Tyler Hall approached full capacity on Saturday, November 15th, at Bucks Community College wherein Madeline Marriott of Northampton Township was crowned the 49th Poet Laureate of Bucks County. Judged by poets Nicole Greaves and Jennifer Tseng, participants had to submit up to ten poems to be considered eligible for the competition. Rising near the top among 60+ submissions, runners-up included Tricia Coscia, Annika Crawford, and Lynn Fanok, who were welcome to read as well. Crawford, not in attendance, was previously named the Bucks County High School Poet of the Year in 2021.
After coordinator Dr. Ethel Rackin‘s brief opening remarks, guest judge Nicole Greaves took the podium to read some of her work. Noting their political relevancy, poems “Scars,” “A Play Within a Play,” and “Sorting Through my Inheritance” meditate on motherhood, menopause, and the poet’s experience as a first-generation immigrant. Lake Angela, last year’s poet laureate, read two poems from her latest collection Scivias Choreomaniae (2024) as well as “Trois à deux,” from an unpublished manuscript on “mad ballet.”

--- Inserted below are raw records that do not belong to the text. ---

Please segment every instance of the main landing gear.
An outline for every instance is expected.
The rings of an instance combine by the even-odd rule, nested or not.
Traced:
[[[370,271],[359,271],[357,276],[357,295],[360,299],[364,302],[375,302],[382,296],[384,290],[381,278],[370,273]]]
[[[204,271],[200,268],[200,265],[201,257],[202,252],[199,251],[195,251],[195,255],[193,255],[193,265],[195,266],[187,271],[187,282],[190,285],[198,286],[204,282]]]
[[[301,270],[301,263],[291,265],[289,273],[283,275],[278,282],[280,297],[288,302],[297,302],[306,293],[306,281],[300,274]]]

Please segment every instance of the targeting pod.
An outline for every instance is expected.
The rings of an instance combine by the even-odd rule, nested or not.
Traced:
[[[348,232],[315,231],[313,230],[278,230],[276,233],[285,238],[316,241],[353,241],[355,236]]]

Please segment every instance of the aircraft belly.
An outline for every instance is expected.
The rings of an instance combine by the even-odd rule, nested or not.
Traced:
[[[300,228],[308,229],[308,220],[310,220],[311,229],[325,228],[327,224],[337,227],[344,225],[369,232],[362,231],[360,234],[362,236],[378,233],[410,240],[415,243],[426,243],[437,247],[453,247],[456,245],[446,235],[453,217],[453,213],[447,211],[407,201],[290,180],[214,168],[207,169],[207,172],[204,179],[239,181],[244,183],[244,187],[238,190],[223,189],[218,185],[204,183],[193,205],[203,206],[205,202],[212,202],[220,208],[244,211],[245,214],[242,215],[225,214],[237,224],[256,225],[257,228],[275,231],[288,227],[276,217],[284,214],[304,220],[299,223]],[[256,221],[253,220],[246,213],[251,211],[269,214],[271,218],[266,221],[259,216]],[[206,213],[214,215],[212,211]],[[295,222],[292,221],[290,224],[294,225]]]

Runners-up Tricia Coscia and Lynn Fanok also took the stage. Coscia read the poems “Listen to the Oarfish,” “Boil it Twice and Eat the Stems,” and “Hospitality House.” Like Greaves, Coscia reflected on how “this is an important time to speak up” and how poetry is the perfect medium to realize this sentiment; from “Listen to the Oarfish”: “Let no one forswear // the rashes, droughts, fevers, floods, telegrams / that knock on the door of every generation.” Fanok revisited her childhood in fragments with “Haunt” and “Undone,” thereafter reciting a poetic suite from the recently published Weeds (2025).
Madeline Marriott wrapped up the ceremony by reading a chapbook’s worth of poems. Her work approaches the everyday and the ephemeral with a witty reverence, where small talk and littered prayer cards seemingly reveal the meaning of life. In “My Mother as Mary, Untouched,” however, a speaker promises that “I will not be God in this poem.” Afterward, attendees were free to converse and eat from an assortment of fruit and baked goods in the rotunda.

The Bucks County High School Poet of the Year competition, judged by incumbent laureates Lake Angela and Madeline Marriott, will open for submissions in mid-January of next year. Contributors can send up to three poems; results will be released during National Poetry Month in April.